同事故でも、国際原子力機関(IAEA)が小児甲状腺がんの増加を放射能の影響と正式に認めたのは、事故から10年後だった。「福島の場合、事故から2年しかたっていない。影響がないとは疫学調査を重ねて初めて言えることだ」
子どもたちを放射能から守る全国小児科医ネットワーク代表の山田真医師も「土台となる数字の調査は後手後手に回り、きちんと実態を把握できるか疑問視されてきた。そのデータをもとに、どこまで正確な推計ができるのか」と危ぶむ。
5日に公表された福島県の18歳未満の甲状腺検査結果では、がんやその疑いのある子どもは27人(5月末現在)。小児甲状腺がんは100万人に1~2人の割合で発症するとされているが、福島の調査では疑いも含むと「6500人に1人」になる。だが、県の検討委員会は「被ばくの明らかな影響とは考えていない」と強調する。
今回、初めて公表された市町村別では、2229人が検査した川俣町で2人、川内村が262人に1人といった数字が並んだ。
山田医師は「原発に近い川俣町では1000人に1人の割合。

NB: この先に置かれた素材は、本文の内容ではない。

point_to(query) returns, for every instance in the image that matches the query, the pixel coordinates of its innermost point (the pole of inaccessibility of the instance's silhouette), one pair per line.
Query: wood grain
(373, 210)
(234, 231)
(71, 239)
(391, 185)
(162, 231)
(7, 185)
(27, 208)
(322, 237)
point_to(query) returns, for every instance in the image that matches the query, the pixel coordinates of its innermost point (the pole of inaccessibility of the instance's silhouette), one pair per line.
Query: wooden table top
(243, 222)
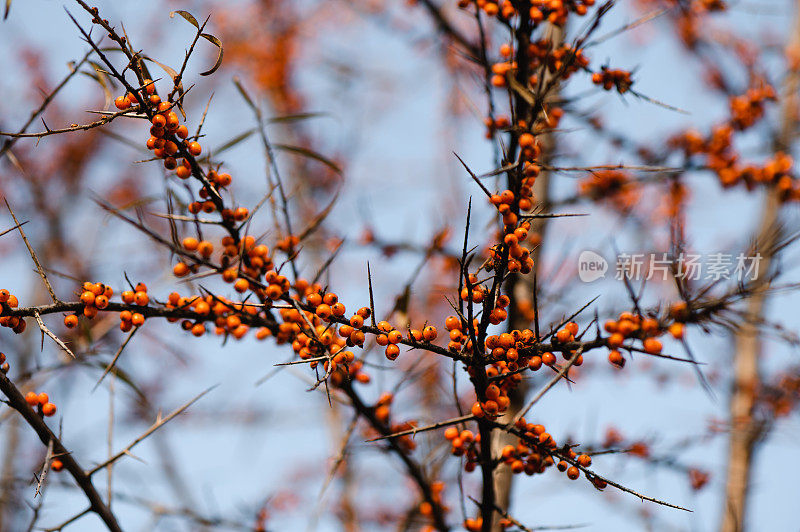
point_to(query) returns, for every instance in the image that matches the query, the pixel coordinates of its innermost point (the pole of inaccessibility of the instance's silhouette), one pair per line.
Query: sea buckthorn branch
(548, 448)
(414, 469)
(157, 424)
(19, 403)
(9, 143)
(106, 119)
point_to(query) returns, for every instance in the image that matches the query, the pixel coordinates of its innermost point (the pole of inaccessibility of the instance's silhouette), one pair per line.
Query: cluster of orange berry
(463, 442)
(321, 338)
(610, 78)
(565, 58)
(9, 301)
(219, 181)
(553, 11)
(382, 411)
(615, 185)
(748, 108)
(165, 127)
(722, 158)
(41, 402)
(630, 325)
(425, 508)
(95, 297)
(519, 259)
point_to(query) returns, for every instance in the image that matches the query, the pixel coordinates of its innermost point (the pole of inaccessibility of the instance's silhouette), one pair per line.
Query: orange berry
(180, 269)
(31, 398)
(429, 333)
(324, 311)
(122, 103)
(392, 351)
(195, 148)
(476, 410)
(652, 346)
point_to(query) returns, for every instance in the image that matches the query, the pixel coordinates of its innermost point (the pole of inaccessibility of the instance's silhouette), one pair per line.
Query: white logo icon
(591, 266)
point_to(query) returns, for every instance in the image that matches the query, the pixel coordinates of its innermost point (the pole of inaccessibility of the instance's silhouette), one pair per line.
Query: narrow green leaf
(216, 42)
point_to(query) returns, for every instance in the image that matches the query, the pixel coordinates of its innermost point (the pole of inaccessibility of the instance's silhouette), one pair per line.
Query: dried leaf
(207, 36)
(216, 42)
(186, 15)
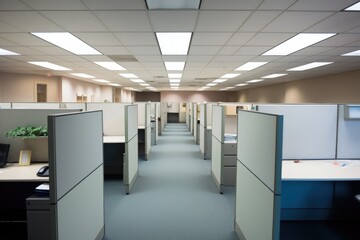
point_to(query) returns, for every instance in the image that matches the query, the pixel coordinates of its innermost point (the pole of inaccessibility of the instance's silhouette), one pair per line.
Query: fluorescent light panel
(255, 80)
(354, 53)
(4, 52)
(250, 66)
(68, 42)
(230, 75)
(50, 66)
(83, 75)
(174, 66)
(275, 75)
(173, 4)
(175, 43)
(354, 7)
(113, 66)
(297, 43)
(128, 75)
(309, 66)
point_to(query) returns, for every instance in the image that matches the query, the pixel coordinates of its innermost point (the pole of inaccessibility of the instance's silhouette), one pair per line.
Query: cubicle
(321, 162)
(76, 176)
(258, 175)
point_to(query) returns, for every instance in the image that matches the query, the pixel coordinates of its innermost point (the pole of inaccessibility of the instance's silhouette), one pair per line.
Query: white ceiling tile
(204, 50)
(9, 5)
(115, 4)
(295, 21)
(127, 21)
(258, 20)
(321, 5)
(221, 21)
(213, 38)
(276, 4)
(139, 38)
(269, 39)
(28, 21)
(240, 38)
(338, 23)
(230, 4)
(177, 21)
(81, 21)
(55, 4)
(98, 38)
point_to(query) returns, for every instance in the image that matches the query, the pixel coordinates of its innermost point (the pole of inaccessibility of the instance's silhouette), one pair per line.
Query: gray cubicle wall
(258, 178)
(76, 176)
(131, 169)
(217, 141)
(12, 118)
(309, 130)
(348, 139)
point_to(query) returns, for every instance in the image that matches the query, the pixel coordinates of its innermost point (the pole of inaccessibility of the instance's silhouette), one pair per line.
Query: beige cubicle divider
(299, 142)
(258, 177)
(217, 141)
(76, 176)
(13, 118)
(131, 169)
(36, 105)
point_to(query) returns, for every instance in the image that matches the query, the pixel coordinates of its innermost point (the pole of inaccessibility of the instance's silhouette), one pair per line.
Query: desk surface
(321, 170)
(12, 172)
(114, 139)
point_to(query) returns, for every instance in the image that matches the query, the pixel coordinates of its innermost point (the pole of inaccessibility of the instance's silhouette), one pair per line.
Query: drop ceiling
(226, 34)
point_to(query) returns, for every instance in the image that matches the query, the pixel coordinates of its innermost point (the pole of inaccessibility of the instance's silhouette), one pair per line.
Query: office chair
(4, 152)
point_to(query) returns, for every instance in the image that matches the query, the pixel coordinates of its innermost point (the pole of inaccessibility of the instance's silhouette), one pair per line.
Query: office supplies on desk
(43, 171)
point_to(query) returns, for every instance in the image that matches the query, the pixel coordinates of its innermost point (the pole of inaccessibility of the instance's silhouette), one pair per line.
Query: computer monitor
(4, 152)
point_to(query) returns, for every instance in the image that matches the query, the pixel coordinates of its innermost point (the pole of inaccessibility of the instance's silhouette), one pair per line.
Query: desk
(320, 190)
(114, 149)
(16, 184)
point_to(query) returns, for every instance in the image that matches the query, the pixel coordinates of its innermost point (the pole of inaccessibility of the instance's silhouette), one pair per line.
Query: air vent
(123, 58)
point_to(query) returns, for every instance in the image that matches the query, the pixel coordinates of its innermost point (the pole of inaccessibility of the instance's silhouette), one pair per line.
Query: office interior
(226, 37)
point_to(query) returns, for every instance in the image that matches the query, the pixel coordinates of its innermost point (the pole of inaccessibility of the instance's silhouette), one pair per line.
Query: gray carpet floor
(173, 198)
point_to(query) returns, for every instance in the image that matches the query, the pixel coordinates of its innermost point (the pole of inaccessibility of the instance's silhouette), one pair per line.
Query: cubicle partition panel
(258, 177)
(113, 115)
(76, 175)
(12, 118)
(36, 105)
(131, 169)
(348, 141)
(309, 130)
(217, 142)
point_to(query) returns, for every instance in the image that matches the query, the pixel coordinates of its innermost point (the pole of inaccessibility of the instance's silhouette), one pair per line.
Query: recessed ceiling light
(219, 80)
(174, 80)
(230, 75)
(255, 80)
(354, 7)
(83, 75)
(68, 42)
(4, 52)
(300, 41)
(309, 66)
(137, 80)
(174, 4)
(101, 80)
(110, 66)
(250, 66)
(354, 53)
(50, 66)
(174, 75)
(275, 75)
(174, 43)
(128, 75)
(174, 66)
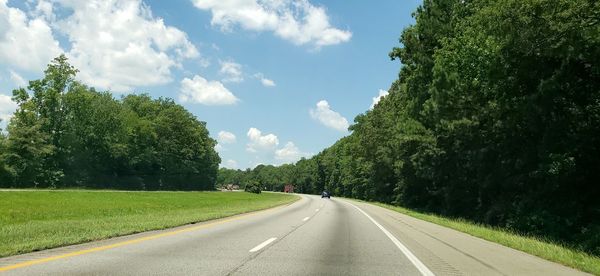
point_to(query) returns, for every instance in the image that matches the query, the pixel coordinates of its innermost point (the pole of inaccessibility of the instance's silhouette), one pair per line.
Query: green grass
(35, 220)
(532, 245)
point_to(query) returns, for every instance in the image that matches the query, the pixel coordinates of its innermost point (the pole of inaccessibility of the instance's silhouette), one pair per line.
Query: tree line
(495, 117)
(65, 134)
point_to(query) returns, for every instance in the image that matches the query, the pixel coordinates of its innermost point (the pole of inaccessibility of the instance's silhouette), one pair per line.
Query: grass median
(36, 220)
(532, 245)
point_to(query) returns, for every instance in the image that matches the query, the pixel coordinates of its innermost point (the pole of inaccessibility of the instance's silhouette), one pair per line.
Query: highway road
(312, 236)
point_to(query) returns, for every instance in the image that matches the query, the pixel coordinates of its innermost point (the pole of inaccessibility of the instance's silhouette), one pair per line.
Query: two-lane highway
(313, 236)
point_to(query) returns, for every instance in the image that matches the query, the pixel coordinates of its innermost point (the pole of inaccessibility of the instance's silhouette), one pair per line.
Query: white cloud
(230, 164)
(382, 93)
(297, 21)
(116, 44)
(289, 153)
(7, 108)
(261, 143)
(328, 117)
(265, 82)
(232, 71)
(226, 137)
(17, 79)
(25, 42)
(199, 90)
(119, 44)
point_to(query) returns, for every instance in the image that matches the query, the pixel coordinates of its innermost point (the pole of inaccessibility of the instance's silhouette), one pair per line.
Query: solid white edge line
(263, 244)
(411, 257)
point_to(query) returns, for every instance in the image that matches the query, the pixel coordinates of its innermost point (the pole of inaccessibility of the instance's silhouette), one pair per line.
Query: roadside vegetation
(65, 134)
(494, 119)
(36, 220)
(545, 249)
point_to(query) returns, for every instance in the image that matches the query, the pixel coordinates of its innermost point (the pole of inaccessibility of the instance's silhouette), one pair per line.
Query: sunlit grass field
(532, 245)
(35, 220)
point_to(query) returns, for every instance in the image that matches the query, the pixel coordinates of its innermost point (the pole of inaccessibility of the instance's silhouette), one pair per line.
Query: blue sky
(275, 80)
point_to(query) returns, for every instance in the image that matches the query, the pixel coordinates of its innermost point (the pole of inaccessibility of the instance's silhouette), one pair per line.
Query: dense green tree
(495, 118)
(65, 134)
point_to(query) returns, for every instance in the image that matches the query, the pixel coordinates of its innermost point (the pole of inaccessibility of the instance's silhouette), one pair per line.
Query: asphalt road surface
(312, 236)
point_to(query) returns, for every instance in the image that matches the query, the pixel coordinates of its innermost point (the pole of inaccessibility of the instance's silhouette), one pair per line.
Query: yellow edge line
(138, 240)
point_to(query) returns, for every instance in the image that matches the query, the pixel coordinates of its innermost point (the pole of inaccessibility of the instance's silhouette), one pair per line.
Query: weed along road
(312, 236)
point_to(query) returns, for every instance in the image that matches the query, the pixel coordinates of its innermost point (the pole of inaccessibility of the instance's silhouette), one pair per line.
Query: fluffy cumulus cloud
(119, 44)
(260, 143)
(382, 93)
(17, 79)
(226, 137)
(116, 44)
(200, 90)
(26, 41)
(297, 21)
(329, 118)
(265, 81)
(232, 71)
(7, 108)
(289, 153)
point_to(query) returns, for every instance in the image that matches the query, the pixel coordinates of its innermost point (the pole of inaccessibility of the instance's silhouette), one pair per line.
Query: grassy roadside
(534, 246)
(36, 220)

甲状腺がんの発生が被ばくリスクに比例している可能性が高い」と分析。「チェルノブイリでは甲状腺がんを患ったのは子どもだけではない。大人も検査するべきだ」と提起している。
国連科学委員会 被ばくの程度と影響を調べるため国連が設置した。各国の核実験で放射性物質が拡散し、被ばくへの懸念が高まっていた1955年に発足。関係者の間には「核実験の即時停止を求める声をかわす目的だった」という指摘もある。報告書はICRPの基礎資料になる。ICRPのメンバーと重複する委員もいる。